From 7b619801c13621abc8de39dad3e0db8c7db206ad Mon Sep 17 00:00:00 2001
From: Hemanth <74316298+hsavasere@users.noreply.github.com>
Date: Sat, 11 Oct 2025 11:54:53 +0530
Subject: [PATCH 1/3] docs(maintenance): add graceful shutdown procedures
 documentation

Add comprehensive documentation for graceful shutdown procedures in Fluss,
covering server shutdown processes, component-specific shutdown sequences,
best practices, and troubleshooting guidelines. The document provides
implementation details for both Coordinator and Tablet servers, along
with configuration references and monitoring recommendations.
---
 .../operations/graceful-shutdown.md           | 238 ++++++++++++++++++
 1 file changed, 238 insertions(+)
 create mode 100644 website/docs/maintenance/operations/graceful-shutdown.md
diff --git a/website/docs/maintenance/operations/graceful-shutdown.md b/website/docs/maintenance/operations/graceful-shutdown.md
new file mode 100644
index 0000000000..9614cf34e3
--- /dev/null
+++ b/website/docs/maintenance/operations/graceful-shutdown.md
@@ -0,0 +1,238 @@
+# Graceful Shutdown
+
+Fluss provides comprehensive graceful shutdown mechanisms to ensure data integrity and proper resource cleanup when stopping servers or services. This document covers the various shutdown procedures and best practices for different Fluss components.
+
+## Overview
+
+Graceful shutdown in Fluss ensures that:
+- All ongoing operations complete safely
+- Resources are properly released
+- Data consistency is maintained
+- Network connections are cleanly closed
+- Background tasks are terminated properly
+
+## Server Shutdown
+
+### Coordinator Server Shutdown
+
+The Coordinator Server implements a multi-stage shutdown process:
+
+1. **Shutdown Hook Registration**: The server registers a JVM shutdown hook that triggers graceful shutdown on process termination
+2. **Service Termination**: All services are stopped in a specific order to maintain consistency:
+
+   **Coordinator Server Shutdown Order:**
+   1. Server Metric Group → Metric Registry (async)

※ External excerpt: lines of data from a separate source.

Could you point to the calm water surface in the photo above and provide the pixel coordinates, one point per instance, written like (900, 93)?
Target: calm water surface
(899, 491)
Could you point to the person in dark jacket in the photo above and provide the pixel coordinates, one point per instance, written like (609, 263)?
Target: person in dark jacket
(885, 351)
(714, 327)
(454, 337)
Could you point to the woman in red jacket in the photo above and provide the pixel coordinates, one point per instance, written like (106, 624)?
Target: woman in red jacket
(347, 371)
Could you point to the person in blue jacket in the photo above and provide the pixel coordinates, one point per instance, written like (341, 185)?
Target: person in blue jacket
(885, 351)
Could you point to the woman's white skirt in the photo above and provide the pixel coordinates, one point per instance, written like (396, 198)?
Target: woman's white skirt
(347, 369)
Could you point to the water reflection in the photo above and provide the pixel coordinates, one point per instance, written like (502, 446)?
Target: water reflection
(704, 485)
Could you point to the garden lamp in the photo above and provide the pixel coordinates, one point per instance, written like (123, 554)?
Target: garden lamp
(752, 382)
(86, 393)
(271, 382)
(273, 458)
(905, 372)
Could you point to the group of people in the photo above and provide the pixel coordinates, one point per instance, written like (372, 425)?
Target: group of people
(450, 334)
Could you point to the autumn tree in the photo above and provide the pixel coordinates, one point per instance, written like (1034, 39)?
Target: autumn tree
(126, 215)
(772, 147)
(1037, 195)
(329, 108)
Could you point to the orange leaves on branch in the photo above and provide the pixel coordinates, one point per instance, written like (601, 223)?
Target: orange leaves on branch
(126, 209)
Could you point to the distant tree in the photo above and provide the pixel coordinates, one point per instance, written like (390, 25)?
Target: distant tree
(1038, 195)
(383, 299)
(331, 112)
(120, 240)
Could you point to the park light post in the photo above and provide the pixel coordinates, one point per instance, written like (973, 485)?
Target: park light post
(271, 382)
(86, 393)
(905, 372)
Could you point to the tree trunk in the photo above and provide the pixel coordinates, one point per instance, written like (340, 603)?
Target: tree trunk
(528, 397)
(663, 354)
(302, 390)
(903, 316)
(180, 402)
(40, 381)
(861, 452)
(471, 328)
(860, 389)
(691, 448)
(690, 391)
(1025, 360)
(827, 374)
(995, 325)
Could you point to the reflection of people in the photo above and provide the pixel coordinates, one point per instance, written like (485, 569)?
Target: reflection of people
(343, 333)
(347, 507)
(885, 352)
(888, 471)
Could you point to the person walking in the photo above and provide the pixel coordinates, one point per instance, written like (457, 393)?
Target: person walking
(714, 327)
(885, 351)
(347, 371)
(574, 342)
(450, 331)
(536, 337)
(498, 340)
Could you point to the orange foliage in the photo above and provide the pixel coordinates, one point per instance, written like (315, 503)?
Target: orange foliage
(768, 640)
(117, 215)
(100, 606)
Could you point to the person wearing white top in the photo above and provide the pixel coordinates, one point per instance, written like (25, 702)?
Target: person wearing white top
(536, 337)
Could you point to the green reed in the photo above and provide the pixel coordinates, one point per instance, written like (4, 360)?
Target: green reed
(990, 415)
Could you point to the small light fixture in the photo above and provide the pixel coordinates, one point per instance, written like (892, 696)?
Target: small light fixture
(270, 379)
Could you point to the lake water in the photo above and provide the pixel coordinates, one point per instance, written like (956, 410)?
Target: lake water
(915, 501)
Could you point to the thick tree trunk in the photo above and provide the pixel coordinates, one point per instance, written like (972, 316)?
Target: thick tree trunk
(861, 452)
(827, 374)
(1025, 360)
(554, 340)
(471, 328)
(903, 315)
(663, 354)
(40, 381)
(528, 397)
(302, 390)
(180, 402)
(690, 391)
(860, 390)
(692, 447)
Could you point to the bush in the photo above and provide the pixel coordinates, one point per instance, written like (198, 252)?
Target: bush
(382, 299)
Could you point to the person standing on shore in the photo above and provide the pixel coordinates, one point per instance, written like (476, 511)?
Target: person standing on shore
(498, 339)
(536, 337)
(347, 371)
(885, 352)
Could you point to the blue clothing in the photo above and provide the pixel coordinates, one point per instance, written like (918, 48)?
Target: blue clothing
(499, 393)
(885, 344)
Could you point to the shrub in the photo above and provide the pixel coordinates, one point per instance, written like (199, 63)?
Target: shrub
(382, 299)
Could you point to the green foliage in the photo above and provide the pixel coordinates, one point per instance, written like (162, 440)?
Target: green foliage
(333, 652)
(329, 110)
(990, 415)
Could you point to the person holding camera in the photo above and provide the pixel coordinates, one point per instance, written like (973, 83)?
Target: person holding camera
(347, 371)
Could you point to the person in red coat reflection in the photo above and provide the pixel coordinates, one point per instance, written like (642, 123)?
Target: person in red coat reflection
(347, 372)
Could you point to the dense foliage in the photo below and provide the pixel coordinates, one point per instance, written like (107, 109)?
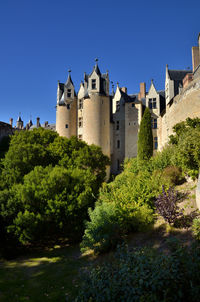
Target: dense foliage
(145, 137)
(145, 275)
(47, 184)
(166, 205)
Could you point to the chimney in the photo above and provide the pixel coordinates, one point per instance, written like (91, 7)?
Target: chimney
(11, 122)
(124, 89)
(38, 122)
(195, 57)
(142, 92)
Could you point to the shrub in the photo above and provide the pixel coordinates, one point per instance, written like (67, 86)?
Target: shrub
(145, 275)
(196, 228)
(110, 221)
(173, 175)
(145, 137)
(166, 205)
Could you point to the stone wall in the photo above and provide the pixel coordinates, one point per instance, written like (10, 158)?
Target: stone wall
(186, 104)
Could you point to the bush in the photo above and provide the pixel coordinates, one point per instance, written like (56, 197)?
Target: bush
(173, 175)
(196, 228)
(145, 275)
(110, 221)
(166, 205)
(145, 137)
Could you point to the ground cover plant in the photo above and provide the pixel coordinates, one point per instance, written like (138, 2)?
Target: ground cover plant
(145, 275)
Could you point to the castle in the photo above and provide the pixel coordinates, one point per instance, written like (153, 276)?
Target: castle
(111, 120)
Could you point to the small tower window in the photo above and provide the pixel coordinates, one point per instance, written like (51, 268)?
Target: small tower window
(154, 123)
(118, 144)
(80, 122)
(152, 103)
(118, 165)
(155, 143)
(117, 125)
(80, 104)
(93, 83)
(69, 93)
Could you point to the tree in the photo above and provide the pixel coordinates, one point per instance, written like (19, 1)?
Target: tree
(145, 137)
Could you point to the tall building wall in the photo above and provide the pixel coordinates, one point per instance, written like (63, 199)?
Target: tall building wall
(96, 121)
(66, 119)
(186, 104)
(132, 114)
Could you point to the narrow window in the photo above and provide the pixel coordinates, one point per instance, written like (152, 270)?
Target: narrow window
(117, 125)
(118, 144)
(118, 165)
(69, 93)
(154, 123)
(93, 84)
(152, 103)
(80, 104)
(155, 141)
(80, 122)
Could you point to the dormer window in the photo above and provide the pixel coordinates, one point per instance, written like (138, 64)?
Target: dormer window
(69, 93)
(93, 84)
(152, 103)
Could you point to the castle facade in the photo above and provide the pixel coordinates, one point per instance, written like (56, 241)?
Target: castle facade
(112, 120)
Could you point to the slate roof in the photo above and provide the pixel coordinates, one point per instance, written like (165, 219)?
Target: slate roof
(128, 98)
(178, 75)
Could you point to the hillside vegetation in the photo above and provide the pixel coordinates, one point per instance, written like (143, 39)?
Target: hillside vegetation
(53, 187)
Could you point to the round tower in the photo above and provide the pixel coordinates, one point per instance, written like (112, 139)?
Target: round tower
(66, 109)
(95, 112)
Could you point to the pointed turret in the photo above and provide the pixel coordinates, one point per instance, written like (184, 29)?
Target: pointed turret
(69, 90)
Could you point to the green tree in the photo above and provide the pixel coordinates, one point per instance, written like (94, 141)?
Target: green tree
(145, 137)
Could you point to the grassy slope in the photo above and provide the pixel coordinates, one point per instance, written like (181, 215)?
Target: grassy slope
(53, 275)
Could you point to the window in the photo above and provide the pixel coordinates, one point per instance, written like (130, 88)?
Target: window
(118, 144)
(154, 123)
(117, 126)
(69, 93)
(155, 143)
(152, 103)
(80, 104)
(93, 84)
(117, 105)
(118, 165)
(80, 122)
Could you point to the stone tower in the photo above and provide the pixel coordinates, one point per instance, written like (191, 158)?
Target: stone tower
(94, 110)
(66, 109)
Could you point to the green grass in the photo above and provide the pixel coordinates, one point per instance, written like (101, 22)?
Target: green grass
(44, 276)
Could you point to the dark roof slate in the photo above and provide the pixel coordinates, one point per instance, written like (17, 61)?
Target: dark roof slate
(178, 75)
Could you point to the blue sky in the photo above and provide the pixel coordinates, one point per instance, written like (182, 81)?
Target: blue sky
(134, 40)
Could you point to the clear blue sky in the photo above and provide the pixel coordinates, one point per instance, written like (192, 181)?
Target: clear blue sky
(134, 40)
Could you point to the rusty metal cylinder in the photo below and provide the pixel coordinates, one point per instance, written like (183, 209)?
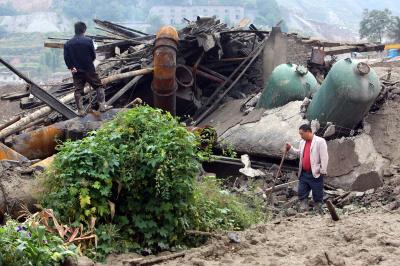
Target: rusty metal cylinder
(164, 83)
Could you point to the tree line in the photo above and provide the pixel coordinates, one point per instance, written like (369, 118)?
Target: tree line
(379, 24)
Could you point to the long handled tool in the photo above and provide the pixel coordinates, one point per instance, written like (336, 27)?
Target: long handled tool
(332, 210)
(276, 176)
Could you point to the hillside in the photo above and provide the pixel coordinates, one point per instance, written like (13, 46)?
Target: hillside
(342, 13)
(29, 6)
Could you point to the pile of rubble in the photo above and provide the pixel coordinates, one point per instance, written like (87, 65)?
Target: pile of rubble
(215, 75)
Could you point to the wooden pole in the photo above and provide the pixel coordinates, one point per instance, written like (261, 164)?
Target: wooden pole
(66, 99)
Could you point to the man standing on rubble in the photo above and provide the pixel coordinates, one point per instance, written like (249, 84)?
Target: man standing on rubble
(79, 54)
(313, 154)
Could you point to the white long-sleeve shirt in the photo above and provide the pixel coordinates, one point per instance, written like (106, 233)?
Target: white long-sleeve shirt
(318, 156)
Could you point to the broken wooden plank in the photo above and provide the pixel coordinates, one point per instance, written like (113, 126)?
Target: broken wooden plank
(124, 89)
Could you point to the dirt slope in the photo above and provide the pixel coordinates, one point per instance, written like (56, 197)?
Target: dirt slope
(363, 238)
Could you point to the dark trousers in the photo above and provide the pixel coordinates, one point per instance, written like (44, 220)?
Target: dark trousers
(81, 78)
(307, 183)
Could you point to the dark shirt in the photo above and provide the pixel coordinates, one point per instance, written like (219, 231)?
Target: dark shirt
(79, 53)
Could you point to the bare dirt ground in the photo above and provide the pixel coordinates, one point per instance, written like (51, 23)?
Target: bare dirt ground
(363, 238)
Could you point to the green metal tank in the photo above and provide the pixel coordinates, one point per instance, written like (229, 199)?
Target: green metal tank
(346, 95)
(288, 82)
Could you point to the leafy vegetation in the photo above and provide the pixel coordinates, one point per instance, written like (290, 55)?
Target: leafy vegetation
(218, 209)
(137, 178)
(137, 172)
(30, 244)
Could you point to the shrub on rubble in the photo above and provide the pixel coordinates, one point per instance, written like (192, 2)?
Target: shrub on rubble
(136, 178)
(217, 209)
(137, 172)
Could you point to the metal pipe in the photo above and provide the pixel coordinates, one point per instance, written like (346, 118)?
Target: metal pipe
(9, 154)
(164, 83)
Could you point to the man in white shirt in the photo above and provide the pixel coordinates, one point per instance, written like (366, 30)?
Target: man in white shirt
(313, 155)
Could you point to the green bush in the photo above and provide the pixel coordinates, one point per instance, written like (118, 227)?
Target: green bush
(24, 244)
(137, 172)
(218, 209)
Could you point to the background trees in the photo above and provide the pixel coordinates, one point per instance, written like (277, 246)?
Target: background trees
(376, 24)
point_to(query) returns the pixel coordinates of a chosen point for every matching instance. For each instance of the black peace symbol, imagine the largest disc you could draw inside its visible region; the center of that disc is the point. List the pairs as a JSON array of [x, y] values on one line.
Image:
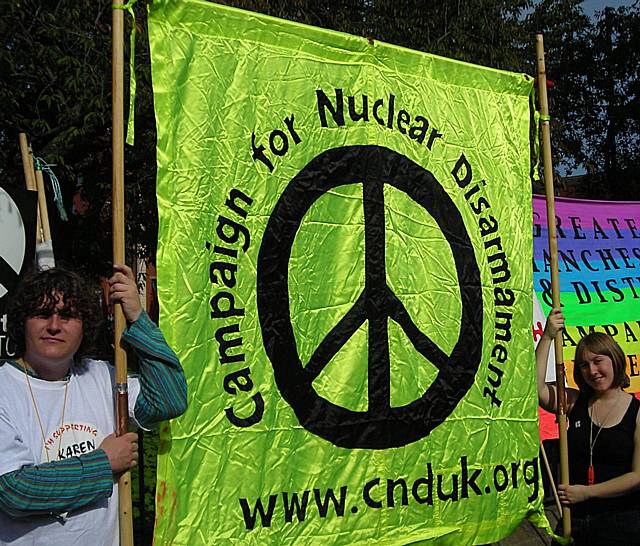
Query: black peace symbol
[[380, 426]]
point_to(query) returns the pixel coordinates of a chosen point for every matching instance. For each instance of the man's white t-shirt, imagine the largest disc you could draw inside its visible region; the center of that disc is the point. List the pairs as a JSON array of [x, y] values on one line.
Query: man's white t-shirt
[[88, 419]]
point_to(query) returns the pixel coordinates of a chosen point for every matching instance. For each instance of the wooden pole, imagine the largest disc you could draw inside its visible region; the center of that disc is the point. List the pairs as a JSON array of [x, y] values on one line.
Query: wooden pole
[[555, 279], [122, 410], [552, 480], [42, 206], [30, 179]]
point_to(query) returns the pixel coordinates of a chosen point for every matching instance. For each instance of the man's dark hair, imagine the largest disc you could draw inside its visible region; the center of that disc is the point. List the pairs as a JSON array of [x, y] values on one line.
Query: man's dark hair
[[39, 292]]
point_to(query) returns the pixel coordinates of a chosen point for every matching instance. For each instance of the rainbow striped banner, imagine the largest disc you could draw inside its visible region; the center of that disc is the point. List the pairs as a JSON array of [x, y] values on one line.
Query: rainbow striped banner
[[599, 266]]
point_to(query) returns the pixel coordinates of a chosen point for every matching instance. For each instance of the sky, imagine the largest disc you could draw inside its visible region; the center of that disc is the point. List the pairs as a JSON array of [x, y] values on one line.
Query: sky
[[591, 6]]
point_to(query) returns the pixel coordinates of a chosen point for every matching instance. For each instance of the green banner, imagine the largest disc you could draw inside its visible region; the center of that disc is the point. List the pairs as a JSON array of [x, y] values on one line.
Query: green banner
[[344, 269]]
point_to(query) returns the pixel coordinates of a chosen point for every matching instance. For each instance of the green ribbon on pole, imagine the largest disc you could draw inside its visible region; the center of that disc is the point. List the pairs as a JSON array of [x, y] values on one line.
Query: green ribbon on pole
[[132, 69]]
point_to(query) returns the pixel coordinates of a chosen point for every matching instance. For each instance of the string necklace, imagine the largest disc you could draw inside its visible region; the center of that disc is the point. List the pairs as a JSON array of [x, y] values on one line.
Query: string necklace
[[592, 440], [35, 406]]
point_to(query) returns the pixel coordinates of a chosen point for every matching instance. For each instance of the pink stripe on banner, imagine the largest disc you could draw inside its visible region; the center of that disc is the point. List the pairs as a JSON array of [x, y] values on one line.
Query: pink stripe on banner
[[619, 218]]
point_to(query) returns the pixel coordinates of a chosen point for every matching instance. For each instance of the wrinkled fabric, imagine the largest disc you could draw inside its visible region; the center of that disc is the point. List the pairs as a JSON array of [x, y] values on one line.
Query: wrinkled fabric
[[598, 261], [344, 268]]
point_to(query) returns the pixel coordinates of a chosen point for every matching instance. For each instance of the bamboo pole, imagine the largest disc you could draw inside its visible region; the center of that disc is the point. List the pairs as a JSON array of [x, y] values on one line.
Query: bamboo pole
[[30, 179], [42, 206], [552, 481], [555, 279], [122, 410]]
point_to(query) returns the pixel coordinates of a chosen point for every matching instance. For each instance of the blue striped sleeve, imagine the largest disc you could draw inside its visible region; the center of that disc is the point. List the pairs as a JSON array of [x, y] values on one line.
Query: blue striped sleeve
[[163, 388], [56, 487]]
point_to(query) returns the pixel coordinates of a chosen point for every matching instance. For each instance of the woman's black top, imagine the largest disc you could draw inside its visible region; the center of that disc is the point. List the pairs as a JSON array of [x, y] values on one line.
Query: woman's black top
[[612, 456]]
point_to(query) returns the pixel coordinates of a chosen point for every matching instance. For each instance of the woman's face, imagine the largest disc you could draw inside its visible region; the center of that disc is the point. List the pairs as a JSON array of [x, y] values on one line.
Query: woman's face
[[51, 340], [597, 371]]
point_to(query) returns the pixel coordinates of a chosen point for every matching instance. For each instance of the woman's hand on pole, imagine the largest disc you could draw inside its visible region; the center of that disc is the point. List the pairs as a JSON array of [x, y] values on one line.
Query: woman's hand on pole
[[123, 290]]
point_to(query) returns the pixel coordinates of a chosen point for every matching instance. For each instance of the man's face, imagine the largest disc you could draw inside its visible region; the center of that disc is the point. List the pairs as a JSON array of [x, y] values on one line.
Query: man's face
[[52, 337]]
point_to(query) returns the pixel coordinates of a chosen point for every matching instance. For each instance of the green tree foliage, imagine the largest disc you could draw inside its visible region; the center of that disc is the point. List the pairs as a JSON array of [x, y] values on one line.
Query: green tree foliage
[[595, 101], [55, 62]]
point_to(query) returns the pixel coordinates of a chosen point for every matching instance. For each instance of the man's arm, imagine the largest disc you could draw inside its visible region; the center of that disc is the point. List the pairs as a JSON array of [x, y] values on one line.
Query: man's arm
[[56, 487], [163, 388]]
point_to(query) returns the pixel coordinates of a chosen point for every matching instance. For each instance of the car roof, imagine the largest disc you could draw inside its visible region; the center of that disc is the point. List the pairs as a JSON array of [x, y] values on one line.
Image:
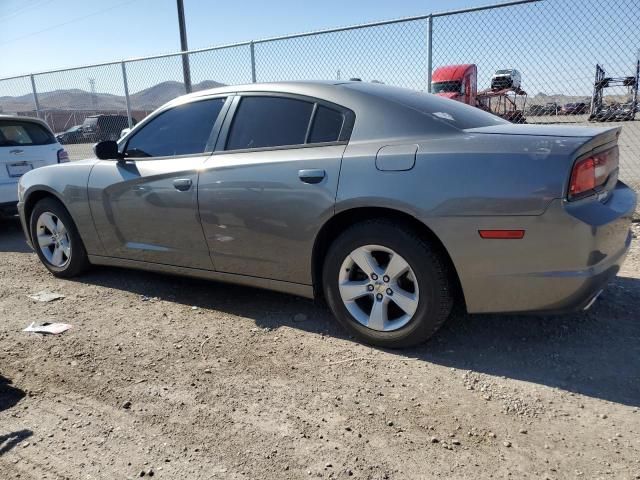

+   2. Auto Partition Manager → IO Executor (5s timeout)
+   3. Coordinator Event Processor → Coordinator Channel Manager
+   4. RPC Server (async) → Coordinator Service
+   5. Coordinator Context → Lake Table Tiering Manager
+   6. ZooKeeper Client → Authorizer
+   7. Dynamic Config Manager → Lake Catalog Dynamic Loader
+   8. RPC Client → Client Metric Group
+
+   **Tablet Server Shutdown Order:**
+   1. Tablet Server Metric Group → Metric Registry (async)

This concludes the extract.